In the meantime, we will be at home a bit more, and hopefully get a chance to catch up on a bit of rest before Kieran arrives fully.

Day 6 - the further adventures of Mr Wriggly

Sooo, Kieran is back in the Special Care Nursery and back into the baby oven. His jaundice came back fairly strongly, and the billibed just wasn't going to cut it. This is a bit annoying, but its almost certainly just because he's prem so we just have to wait it out and keep trying to stuff the carefully calculated four hourly feeds into his resistant gob. There is something funny about a week old baby pursing his lips tight to stop you getting a bottle in his mouth.

goldengrove, on the other hand, is too jack of being in the hospital and is agitating to come tomorrow. This means she might be home for a few days, and driving back and forth to Box Hill to deliver milk. Hopefully it won't go much longer than Wednesday (funnily enough, day 8, same length of time Hamish was in there), but we'll have to wait and see.

Some of the urge to come home is being driven by wanting to be here on Tuesday when Hamish sets off to 3 year old kinder for the first time. I'm thoroughly expecting to have to dynamite him out of the place, but the call of going and visiting the hospital might be enough.
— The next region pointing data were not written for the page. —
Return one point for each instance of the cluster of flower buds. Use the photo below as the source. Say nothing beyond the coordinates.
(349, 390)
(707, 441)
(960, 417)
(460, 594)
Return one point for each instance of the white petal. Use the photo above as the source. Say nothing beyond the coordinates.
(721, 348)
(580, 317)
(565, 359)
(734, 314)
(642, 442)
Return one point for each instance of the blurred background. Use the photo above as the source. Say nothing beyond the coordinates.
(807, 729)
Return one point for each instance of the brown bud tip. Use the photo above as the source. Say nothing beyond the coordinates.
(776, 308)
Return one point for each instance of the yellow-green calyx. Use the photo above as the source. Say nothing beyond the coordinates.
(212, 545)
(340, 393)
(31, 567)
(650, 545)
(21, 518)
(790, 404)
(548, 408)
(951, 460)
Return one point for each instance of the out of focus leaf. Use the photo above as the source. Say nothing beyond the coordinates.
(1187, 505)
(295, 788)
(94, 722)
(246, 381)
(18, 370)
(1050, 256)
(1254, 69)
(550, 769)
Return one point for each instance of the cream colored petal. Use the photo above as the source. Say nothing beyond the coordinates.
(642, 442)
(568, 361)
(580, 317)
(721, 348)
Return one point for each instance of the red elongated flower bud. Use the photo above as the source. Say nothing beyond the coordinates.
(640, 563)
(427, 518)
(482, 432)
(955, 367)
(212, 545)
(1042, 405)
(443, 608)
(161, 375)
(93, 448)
Day 4 - further adventures of Mr Wriggly

Kieran is now off the billybed (the baby grill) and happily wriggling around a normal cot. He'd only lost 150g from birth as of yesterday and today he's had four-hourly feeds forced into him (no, not four feeds on the hour). He wakes up, eats 20ml and goes back to sleep. This is not acceptable, so we then spend 45 mins coaxing him into finishing off the meal of 60ml or so. He's not fighting it, he'd just rather be sleeping.

I'd forgotten how tricky it is to change someone who can't help, or at least knows that he'll get in trouble if he actively resists. Having stuff on various limbs makes it harder too, but its been 3.5years and I just have lost some of the knacks. I'll get lots of practice I guess, so it should come back.

Hoping that tomorrow will be the last day at Box Hill. Kinda over the trip, and definitely over having to park over a kilometer away on a hot day. goldengrove wants to come home too, getting a bit of cabinfever. Step #1 in the morning, thusly, is to put the babyseat in the car. Hopefully I remember how it goes.

Hamish went off to visit his cousins this morning, leaving the fabulous tacomonkey some down time (hopefully). He is crashed unconscious. Now I must also.